November 22, 2004
Jose Gilberto Soto was born on November 6, 1954 in Usulutan, El Salvador.
Gilberto was devoted to his family and leaves his children (Blanca, Rosalva, and
Edson), his wife (Alva “Maritza”), his mother (Blanca Rivas), his siblings
(Henry, Julio, Francisco, Yolanda, Araly and Mayra), and his extended family of
port drivers and Teamsters.
In 1975, Gilberto came to the U.S. from El Salvador, where
he had been working as a bank teller. In New Jersey, he worked as a trash
collector, waiter, cook, factory worker, general maintenance, and landscaper
until he settled at CEFCO, an electrical fuse manufacturer, in North Bergen,
NJ. It was at CEFCO that Gilberto first joined the Teamsters and served as a
union shop steward until 1985. In April of 1985, Gilberto was appointed as a
Business Representative for Local 11 and in this capacity he developed his
organizing skills and recruited new members into the Local. Gilberto quickly
rose through the ranks and became President of Local 11 in 1993, the first
Latino president of a Teamsters local union in New Jersey. At the same time,
Gilberto was committed to fulfilling his life dream of obtaining a college
degree. He attended Hudson County Community College and then transferred to
Kean University, where he received his Bachelor’s degree in Political Science in
May of 1994.
After attaining his degree, Gilberto continued organizing
workers with the National Union of Hospital and Health Care Employees from
1994-2000, and then served as a Business Agent for Teamsters Local 723 until he
was hired by the International Brotherhood of Teamsters as Port Division
Representative for the New York-New Jersey and New England regions.
Gilberto was an ardent supporter of the FMLN and the New
York chapter of the Committee in Solidarity with the People of El Salvador.
In early 2004, Governor James E. McGreevey appointed
Gilberto to the New Jersey Clean Air Council and to the New Jersey Environmental
Justice Advisory Council.
In addition to Gilberto’s union activities, Gilberto
organized and managed El Sirpo soccer team. He also convinced Hudson County to
build a soccer field in North Bergen’s Hudson Park. Gilberto was a founder of
CEUS, an organization that sends financial aid and computers to El Salvador.
Gilberto also wrote poetry, played the guitar, and was an elegant salsa dancer.
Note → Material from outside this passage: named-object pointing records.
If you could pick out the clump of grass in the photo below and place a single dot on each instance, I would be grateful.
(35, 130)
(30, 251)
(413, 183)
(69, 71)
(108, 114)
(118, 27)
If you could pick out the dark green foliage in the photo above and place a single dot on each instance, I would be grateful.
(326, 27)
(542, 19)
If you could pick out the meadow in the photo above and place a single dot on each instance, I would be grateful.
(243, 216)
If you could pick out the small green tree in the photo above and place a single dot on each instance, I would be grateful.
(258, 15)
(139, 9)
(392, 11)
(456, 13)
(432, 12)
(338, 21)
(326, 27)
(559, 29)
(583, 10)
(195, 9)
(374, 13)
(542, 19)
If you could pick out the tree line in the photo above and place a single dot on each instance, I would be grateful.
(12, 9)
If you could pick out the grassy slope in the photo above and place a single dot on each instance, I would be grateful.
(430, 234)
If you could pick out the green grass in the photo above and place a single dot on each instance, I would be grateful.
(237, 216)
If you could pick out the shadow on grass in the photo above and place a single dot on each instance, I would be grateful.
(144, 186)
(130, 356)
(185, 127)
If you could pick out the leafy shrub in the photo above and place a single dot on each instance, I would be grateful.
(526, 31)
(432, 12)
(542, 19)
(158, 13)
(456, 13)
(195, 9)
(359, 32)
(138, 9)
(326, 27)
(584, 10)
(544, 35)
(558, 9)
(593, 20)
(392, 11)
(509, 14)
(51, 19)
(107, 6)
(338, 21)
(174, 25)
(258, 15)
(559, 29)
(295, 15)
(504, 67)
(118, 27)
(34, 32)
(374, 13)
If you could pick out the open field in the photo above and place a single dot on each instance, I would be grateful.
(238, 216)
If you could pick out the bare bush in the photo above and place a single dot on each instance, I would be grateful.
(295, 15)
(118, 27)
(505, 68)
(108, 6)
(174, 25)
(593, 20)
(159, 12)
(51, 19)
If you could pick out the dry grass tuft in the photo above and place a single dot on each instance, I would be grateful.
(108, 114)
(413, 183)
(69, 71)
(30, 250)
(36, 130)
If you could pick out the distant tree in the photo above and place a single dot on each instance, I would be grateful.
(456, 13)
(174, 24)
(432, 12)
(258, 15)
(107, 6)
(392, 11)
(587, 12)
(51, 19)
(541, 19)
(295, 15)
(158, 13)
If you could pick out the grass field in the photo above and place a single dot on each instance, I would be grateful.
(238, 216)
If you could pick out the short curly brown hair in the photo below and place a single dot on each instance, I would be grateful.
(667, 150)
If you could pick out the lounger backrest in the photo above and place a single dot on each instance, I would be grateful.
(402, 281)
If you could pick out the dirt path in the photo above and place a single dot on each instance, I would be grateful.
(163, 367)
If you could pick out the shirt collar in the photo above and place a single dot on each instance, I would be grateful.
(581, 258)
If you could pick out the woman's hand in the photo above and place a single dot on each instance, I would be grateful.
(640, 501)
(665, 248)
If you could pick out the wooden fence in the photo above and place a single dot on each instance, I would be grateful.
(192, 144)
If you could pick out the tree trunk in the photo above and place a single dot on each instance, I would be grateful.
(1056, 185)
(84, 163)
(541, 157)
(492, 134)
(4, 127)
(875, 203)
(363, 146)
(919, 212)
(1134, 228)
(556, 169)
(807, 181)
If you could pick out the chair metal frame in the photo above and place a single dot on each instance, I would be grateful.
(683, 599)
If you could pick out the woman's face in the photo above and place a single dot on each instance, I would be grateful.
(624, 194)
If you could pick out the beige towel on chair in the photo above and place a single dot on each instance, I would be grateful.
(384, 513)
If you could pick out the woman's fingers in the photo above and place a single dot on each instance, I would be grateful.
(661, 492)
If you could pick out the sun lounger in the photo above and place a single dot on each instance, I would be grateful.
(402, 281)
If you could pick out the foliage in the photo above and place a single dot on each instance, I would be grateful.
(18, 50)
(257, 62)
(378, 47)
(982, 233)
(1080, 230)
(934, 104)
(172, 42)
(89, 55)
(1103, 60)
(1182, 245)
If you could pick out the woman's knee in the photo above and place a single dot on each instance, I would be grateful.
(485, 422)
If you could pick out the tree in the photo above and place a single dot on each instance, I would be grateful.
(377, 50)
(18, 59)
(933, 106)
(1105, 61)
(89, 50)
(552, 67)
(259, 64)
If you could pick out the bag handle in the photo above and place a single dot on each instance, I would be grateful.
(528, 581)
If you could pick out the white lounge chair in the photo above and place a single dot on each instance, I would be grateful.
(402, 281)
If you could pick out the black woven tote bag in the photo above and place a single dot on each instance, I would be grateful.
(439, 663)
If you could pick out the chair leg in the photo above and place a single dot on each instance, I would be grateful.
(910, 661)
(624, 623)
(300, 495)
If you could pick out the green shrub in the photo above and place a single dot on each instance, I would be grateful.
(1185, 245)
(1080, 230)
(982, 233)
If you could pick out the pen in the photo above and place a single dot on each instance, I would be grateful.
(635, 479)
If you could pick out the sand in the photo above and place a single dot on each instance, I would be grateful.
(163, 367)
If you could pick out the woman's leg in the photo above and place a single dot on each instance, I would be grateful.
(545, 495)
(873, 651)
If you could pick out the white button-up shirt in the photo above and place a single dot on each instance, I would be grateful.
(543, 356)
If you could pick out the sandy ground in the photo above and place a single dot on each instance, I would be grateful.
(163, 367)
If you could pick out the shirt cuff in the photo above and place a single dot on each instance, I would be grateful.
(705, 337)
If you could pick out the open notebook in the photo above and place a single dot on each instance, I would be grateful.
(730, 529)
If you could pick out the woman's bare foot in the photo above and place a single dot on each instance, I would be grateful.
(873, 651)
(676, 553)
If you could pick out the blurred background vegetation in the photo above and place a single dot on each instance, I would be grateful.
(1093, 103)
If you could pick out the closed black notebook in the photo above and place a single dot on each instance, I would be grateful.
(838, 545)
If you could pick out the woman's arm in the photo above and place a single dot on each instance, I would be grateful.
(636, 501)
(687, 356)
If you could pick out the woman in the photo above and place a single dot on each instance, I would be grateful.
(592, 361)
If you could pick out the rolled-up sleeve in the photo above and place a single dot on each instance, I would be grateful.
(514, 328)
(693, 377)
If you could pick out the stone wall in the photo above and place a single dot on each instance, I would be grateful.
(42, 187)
On October 30, 2004, Gilberto traveled to Central America
to meet with port truck drivers and labor officials in El Salvador, Nicaragua,
and Honduras to better understand working conditions for port drivers there and
to create a solidarity network between Teamsters and their Central American
counterparts. Gilberto was assassinated Friday evening, November 5, at 6:00
p.m., outside of his mother’s house in the city of Usulutan, El Salvador.
Witnesses say he was shot in the back by three men, who waited outside his house
and fled in a getaway car. He died immediately.